The Institute of Human Genetics, Newcastle University, Newcastle upon Tyne, UK.
Nephron Clin Pract. 2011;118(1):c37-42. doi: 10.1159/000320901. Epub 2010 Nov 11.
Atypical haemolytic uraemic syndrome (aHUS) is a disease characterized by complement overactivation in which inherited defects in complement genes and acquired autoantibodies against complement regulatory proteins have been described. Identification of the underlying defect can both predict disease outcome and guide treatment. The ability to remove inhibitory autoantibodies and hyper-active complement components in addition to its ability to replace defective complement regulators means that plasma exchange is currently first-line therapy. In those with factor H and factor I mutations who do progress to end-stage renal failure, renal transplantation usually fails due to recurrent HUS. In this situation, combined liver-kidney transplantation has been suggested to correct the underlying genetic defect. Newer agents, such as the complement inhibitor eculizumab, may herald a new era in the treatment of aHUS.

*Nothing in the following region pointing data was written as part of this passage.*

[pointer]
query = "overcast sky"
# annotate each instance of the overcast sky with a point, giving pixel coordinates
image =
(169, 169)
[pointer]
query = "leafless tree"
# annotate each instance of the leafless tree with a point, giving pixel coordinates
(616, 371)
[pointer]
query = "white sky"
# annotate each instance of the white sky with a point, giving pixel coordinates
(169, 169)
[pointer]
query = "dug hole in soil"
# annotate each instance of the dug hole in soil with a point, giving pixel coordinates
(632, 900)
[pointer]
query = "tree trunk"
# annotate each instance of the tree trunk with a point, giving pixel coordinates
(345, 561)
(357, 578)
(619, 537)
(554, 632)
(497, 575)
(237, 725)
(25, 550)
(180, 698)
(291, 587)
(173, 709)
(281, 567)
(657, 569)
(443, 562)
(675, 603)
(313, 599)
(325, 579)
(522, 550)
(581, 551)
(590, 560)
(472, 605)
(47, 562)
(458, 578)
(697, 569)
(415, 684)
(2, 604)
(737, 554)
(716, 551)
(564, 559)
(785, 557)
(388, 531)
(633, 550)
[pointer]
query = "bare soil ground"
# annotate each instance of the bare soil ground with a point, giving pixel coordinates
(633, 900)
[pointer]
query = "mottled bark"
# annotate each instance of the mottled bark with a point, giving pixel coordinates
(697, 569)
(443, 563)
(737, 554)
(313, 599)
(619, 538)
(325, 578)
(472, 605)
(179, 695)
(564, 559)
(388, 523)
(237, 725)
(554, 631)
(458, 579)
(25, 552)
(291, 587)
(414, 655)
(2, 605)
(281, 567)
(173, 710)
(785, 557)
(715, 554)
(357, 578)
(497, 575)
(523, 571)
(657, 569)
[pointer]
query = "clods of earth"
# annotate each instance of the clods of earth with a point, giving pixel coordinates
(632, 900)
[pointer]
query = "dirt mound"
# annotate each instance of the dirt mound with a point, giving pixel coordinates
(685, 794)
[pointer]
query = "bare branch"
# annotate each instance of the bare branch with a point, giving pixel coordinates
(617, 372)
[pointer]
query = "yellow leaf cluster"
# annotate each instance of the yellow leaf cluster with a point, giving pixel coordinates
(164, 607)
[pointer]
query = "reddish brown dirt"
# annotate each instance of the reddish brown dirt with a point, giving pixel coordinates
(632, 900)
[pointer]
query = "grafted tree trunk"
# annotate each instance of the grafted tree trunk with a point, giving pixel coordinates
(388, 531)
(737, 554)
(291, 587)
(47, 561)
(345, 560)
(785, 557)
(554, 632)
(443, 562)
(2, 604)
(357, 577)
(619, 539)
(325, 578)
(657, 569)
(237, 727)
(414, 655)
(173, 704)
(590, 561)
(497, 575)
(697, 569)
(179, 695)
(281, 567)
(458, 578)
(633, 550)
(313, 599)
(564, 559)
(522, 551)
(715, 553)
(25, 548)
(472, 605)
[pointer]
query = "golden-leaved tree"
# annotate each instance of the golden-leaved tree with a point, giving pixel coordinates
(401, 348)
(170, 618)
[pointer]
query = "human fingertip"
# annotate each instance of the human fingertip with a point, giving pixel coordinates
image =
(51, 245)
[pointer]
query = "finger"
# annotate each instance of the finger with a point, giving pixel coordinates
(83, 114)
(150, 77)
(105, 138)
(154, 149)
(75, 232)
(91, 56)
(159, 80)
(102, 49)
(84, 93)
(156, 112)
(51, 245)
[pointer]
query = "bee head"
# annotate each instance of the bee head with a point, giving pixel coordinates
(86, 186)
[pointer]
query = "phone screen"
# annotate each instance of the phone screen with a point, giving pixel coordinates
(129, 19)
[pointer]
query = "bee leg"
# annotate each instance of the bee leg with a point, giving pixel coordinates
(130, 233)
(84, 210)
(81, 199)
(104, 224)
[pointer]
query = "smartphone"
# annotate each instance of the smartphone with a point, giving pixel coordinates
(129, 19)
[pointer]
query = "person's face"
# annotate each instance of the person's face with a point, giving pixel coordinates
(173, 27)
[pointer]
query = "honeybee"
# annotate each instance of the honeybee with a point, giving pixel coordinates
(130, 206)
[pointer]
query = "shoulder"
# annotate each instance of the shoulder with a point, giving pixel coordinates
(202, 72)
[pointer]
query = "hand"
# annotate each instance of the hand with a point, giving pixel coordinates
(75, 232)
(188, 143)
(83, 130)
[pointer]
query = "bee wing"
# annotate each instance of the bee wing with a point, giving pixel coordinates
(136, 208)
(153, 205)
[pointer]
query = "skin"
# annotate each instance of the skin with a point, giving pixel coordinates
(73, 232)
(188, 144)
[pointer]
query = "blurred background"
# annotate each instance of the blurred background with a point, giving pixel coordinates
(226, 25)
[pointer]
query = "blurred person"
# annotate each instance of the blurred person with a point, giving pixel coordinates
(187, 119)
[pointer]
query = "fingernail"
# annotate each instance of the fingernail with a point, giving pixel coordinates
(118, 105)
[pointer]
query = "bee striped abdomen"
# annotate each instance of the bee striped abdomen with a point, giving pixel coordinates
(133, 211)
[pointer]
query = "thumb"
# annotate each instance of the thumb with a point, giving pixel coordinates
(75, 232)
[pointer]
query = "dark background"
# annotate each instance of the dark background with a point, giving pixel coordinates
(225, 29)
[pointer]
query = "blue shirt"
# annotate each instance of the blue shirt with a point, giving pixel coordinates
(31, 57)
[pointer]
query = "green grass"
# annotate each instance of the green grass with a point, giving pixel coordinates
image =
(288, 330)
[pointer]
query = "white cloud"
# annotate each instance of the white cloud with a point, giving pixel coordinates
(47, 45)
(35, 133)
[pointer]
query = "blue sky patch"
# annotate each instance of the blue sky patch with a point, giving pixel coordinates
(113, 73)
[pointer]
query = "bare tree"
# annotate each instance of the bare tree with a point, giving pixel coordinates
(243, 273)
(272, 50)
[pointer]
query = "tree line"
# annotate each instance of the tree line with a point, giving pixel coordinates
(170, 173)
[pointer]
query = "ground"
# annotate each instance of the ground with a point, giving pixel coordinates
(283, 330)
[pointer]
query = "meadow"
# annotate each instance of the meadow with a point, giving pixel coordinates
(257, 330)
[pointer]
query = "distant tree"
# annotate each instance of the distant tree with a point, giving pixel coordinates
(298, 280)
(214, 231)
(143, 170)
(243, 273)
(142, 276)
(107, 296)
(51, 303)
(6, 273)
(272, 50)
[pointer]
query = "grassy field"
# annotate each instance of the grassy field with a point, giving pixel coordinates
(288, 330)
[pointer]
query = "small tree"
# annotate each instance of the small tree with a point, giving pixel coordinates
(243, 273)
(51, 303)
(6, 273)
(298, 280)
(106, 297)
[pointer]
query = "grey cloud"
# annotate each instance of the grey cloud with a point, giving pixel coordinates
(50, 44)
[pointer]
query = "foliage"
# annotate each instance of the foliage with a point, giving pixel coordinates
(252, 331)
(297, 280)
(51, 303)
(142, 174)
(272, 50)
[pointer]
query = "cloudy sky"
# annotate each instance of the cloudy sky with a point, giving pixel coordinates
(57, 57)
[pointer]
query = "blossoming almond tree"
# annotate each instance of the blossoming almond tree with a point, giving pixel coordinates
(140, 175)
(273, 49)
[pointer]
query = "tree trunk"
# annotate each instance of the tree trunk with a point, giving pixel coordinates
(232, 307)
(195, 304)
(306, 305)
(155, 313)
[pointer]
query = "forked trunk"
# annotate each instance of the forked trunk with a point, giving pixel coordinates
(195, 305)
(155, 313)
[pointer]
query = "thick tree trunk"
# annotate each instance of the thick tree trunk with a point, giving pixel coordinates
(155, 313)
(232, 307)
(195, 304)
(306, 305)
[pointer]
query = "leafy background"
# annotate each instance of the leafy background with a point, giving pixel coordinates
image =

非典型溶血尿毒症综合征(aHUS)是一种以补体过度激活为特征的疾病,其中已描述了补体基因的遗传缺陷和针对补体调节蛋白的获得性自身抗体。潜在缺陷的鉴定不仅可以预测疾病结局,还可以指导治疗。除了能够替代有缺陷的补体调节蛋白外,血浆置换还具有去除抑制性自身抗体和高活性补体成分的能力,因此目前是一线治疗方法。在那些因子 H 和因子 I 突变并进展至终末期肾衰竭的患者中,由于复发性 HUS,肾移植通常会失败。在这种情况下,联合肝肾移植已被建议用于纠正潜在的遗传缺陷。新型药物,如补体抑制剂依库珠单抗,可能预示着 aHUS 治疗的新时代的到来。